Алекс поднимает веточку и рисует на снегу что-то похожее на счастливое детское личико или улыбающееся солнышко. Они идут дальше, бок о бок, начинается легкий снег, несколько снежинок попадают на меховую шапку Алекса и блестят, как волшебная пыль.

Время от времени Ганс настороженно поглядывает на Кристеля, однако тот больше не кажется обиженным, напротив, даже улыбается, словно погруженный в приятные мысли. Возможно, о Мише и его братишке.

На кладбищенской стене сидят и чирикают два тощих воробья. Как и всегда, Алекса на прогулку собирала дорогая Njanja, поэтому в кармане пальто у него лежат два больших бутерброда. Алекс крошит хлеб и бросает крошки себе под ноги. Воробьи набрасываются на них, как будто они хищные птицы, голод заставляет их забыть о страхе. Из-за стены слышен тихий перезвон колоколов, издалека доносится музыка. Похороны.

– Кстати, у меня тоже есть новости, – говорит Ганс, пока Алекс крошит и второй кусок хлеба, хотя воробьи еще не доели первый. – Моя сестра скоро приезжает в Мюнхен.

– Погостить? – спрашивает Кристель.

– Учиться, – отвечает Ганс.

– Она красивая? – спрашивает Алекс, не отрывая взгляда от воробьев. Это настолько неожиданный вопрос, что Ганс не может сдержать смеха. Воробьи взлетают, однако вскоре возвращаются на прежние места – такое пиршество нельзя пропустить.

– Неужто отказался от сестры другого своего друга? – спрашивает Ганс, продолжая смеяться. Кристель предостерегающе пихает его локтем в бок, давая понять, что с такими вещами шутить не стоит.

Сам Алекс лишь смотрит пустым взглядом на воробьев, жадно клюющих крошки у его ног.

– Ангелика не оставит мужа. По крайней мере, не навсегда, не ради меня, – бормочет он осипшим голосом. – Не правда ли, Кристель?
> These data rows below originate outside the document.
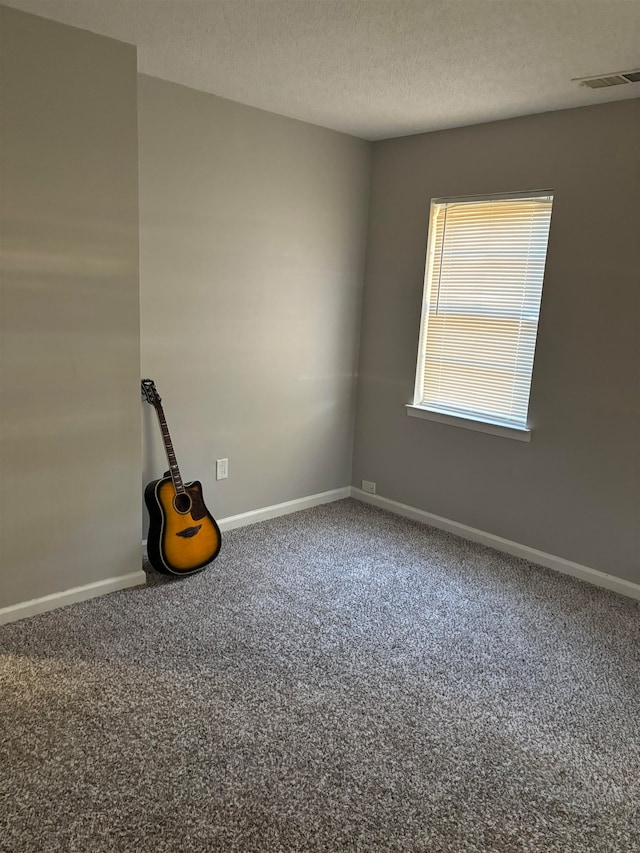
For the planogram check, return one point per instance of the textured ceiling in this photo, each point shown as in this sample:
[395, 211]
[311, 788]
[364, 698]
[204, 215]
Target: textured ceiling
[376, 68]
Она ведь никогда этого не сделает?

Приходит черед Кристеля отводить взгляд.

– У Ангели курсы, – наконец отвечает он, – стенография, французский и так далее. Думаю, она останется в Мюнхене до Пасхи…
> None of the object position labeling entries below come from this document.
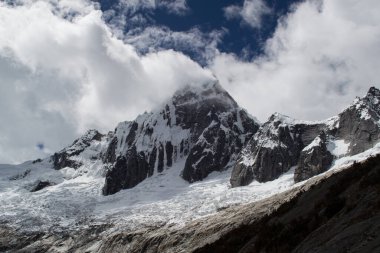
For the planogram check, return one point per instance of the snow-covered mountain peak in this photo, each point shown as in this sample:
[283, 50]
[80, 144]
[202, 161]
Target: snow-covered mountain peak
[211, 92]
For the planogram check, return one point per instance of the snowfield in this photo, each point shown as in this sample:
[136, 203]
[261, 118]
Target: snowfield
[75, 199]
– Да, до Пасхи, – грустно повторяет Алекс и трогается с места, оставляя позади воробьев и кладбищенскую стену, Ганс и Кристель молча следуют за ним.

– Я познакомился с одной художницей, – через некоторое время говорит Алекс. – На художественных курсах. Ее зовут Лило, она очень милая. И замужем.

– Везет тебе на замужних, – замечает Ганс.

Алекс оборачивается, у него на щеках вспыхивают красные пятна.

– Это совсем не то, что вы думаете, – торопливо объясняет он. – Она не… Не в этом смысле. Она просто друг, не более того.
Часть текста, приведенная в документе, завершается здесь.